I sent my daughter at 16. She had a list of questions for the doc.... some of which, she did not want to ask me. She got on birth control pills even though she is not yet sexually active. Her friends convinced her it makes periods lighter and easier to deal with. I'm cool. That's her business.

BTW, I also went at 16 because I did want to be sexually active and was wanting to be on the pill. My mom was all squirmy about the whole thing but she didn't try to stop me.


----------



## chiromamma (Feb 24, 2003)

I know this goes against all we've been taught but I see no reason for internal exams (GYN, midwife, GP) unless there is an issue or risk of having been exposed to an STD.
I didn't have a single one during any of my pregnancies and don't intend to subject my daughter to them just because she reaches an arbitrary age or becomes sexually active.
Sexual activity does not equal STD exposure.
DD's been educated about her body, the risks of hormonal birth control, condoms, etc.
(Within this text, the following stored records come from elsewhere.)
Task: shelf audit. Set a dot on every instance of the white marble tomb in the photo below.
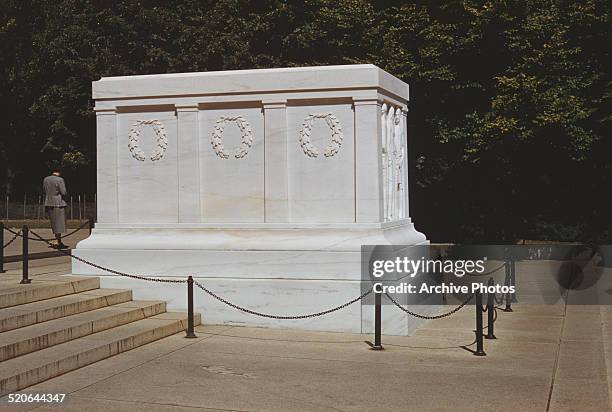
(262, 184)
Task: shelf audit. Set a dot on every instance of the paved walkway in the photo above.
(545, 358)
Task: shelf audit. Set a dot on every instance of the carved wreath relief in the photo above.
(246, 142)
(161, 140)
(308, 147)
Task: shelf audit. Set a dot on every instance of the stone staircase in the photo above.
(58, 324)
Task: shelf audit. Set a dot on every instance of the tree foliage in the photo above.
(509, 125)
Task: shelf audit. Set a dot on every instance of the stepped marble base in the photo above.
(283, 270)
She knows she can come to me when she feels ready to have sex so we can buy condoms.
Dr. Mendelson, best known for his book _How to raise a Healthy Child In Spite of Your Doctor_, also wrote a great book called, _Male Practice_ about the generally abusive and manipulative nature of women's health care.
It is an old book but unfortunately, things have not changed much. In most cases, they've gotten worse.


----------



## Chicky2 (May 29, 2002)

I will not take any of my girls until they are ready to be sexually active, and at that point, we will visit my midwife. I feel the whole experience is so much more gentle and understanding with a midwife. A midwife will be "with woman", physically, emotionally, etc., and I really believe in the whole philosophy. If she ever felt a gyno were necessary, I would wholeheartedly trust her advice. I also had the bestest midwife in the world, though, so I may be a bit biased.


----------



## phathui5 (Jan 8, 2002)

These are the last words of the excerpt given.